Pretending to be grown-up

Eleanor Fitzsimons:
The Life and Loves of E. Nesbit
Duckworth 2019

There is only one way [to understand children]: to remember what you thought and felt and liked and hated when you yourself were a child. […] There is no other way.

Daisy Nesbit, Edith Bland and Mrs Tommy Tucker: just three of the many sides to one extraordinary character. One a fearful yet imaginative child, deprived of a father at an early age, shifting from pillar to post, to and fro across the English Channel; the second a dedicated socialist married to a prodigious womaniser, soon to become a successful writer of children’s fiction and friend to established and aspiring literati; the last a widow, remarrying for love but plagued by health issues, finally buried in a Kentish churchyard on Romney Marsh.

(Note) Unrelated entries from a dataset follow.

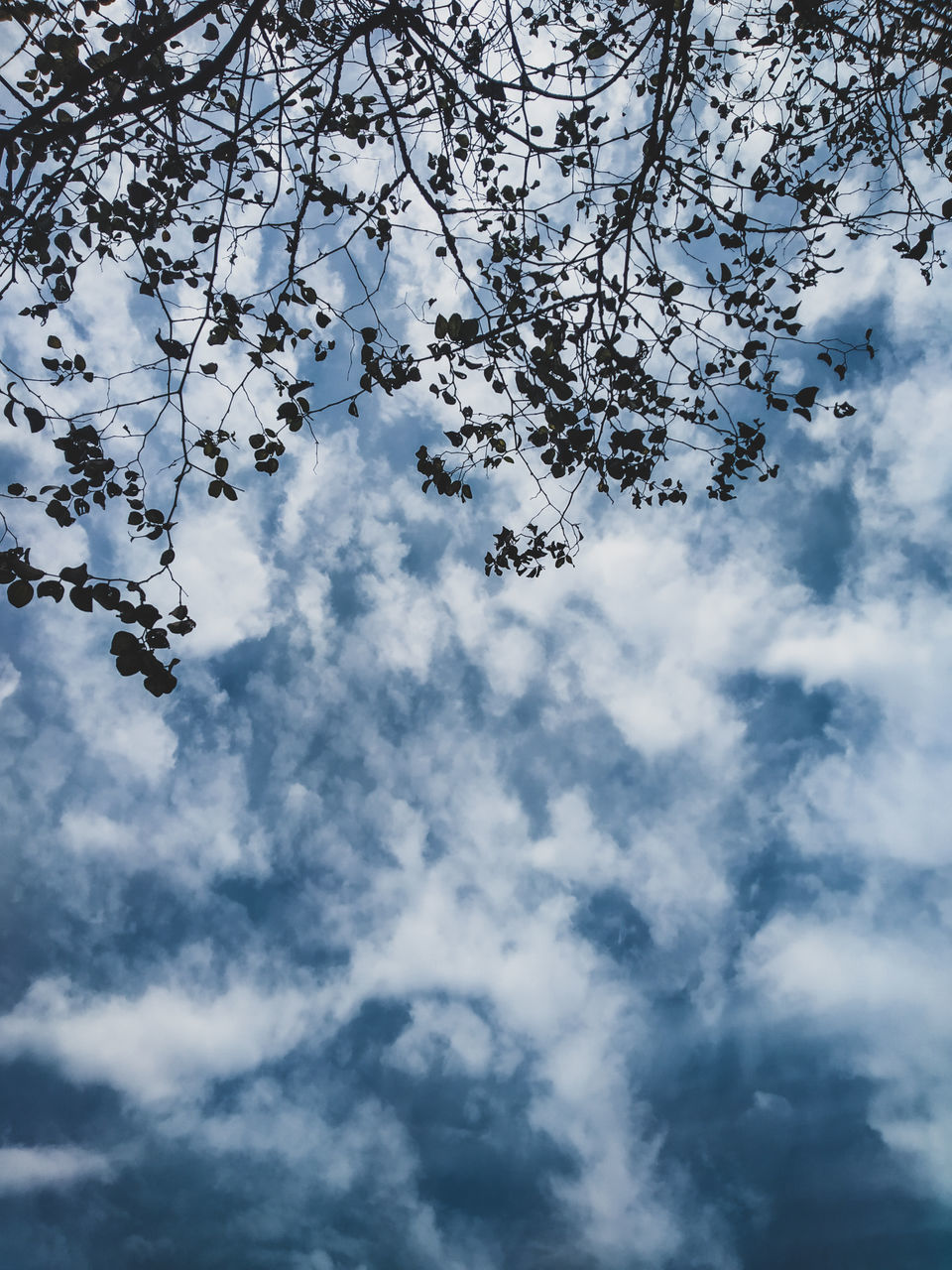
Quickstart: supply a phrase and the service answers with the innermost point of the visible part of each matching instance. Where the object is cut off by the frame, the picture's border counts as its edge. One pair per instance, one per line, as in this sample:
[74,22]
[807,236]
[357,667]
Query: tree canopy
[627,202]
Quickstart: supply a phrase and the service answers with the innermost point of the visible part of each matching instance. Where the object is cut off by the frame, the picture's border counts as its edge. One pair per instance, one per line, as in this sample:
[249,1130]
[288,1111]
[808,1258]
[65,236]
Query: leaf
[75,574]
[81,598]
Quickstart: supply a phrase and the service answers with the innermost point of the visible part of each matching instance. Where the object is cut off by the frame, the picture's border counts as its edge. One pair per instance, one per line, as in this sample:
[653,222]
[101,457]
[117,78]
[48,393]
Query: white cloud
[27,1169]
[163,1044]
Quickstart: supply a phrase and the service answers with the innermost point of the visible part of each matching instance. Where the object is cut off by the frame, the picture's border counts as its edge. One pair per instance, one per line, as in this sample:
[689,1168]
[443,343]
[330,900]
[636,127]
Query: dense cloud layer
[599,921]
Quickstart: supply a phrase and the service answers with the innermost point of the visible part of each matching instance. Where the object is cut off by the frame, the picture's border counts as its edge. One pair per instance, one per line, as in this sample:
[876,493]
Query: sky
[592,922]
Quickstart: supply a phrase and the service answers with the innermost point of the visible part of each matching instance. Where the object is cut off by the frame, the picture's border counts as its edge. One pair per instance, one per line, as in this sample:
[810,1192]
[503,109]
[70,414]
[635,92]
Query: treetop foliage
[630,200]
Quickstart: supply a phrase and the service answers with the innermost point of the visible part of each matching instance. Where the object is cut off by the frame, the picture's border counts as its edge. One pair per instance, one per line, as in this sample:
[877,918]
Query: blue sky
[590,922]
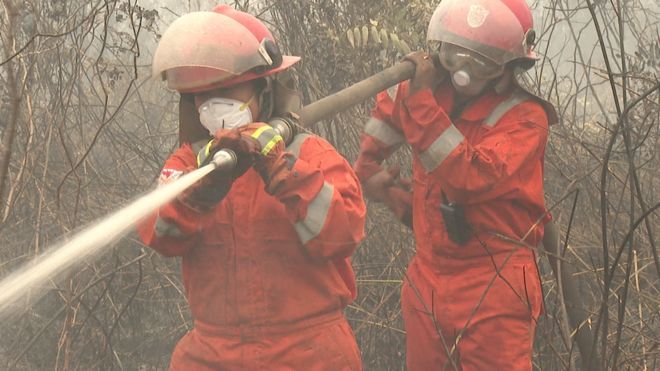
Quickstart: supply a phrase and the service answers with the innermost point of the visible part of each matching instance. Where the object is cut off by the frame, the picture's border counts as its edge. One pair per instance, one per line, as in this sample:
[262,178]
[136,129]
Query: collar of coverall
[477,110]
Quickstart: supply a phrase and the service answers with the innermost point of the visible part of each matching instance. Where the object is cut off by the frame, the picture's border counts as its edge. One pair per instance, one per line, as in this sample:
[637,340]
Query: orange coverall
[267,277]
[471,306]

Edith Nesbit’s singular life — spanning over six decades, encompassing the late Victorian and Edwardian periods and witnessing momentous movements and events — is fully documented in this new Nesbit biography, the second in as many years, complete with references, a detailed index and a selection of some dozen images.

Exceedingly well researched, The Life and Loves of E Nesbit largely lets contemporary documents speak for themselves so that the reader may hear authentic voices and individual opinions, both so important in gauging the impact this woman had on those who met her, knew her, and read her.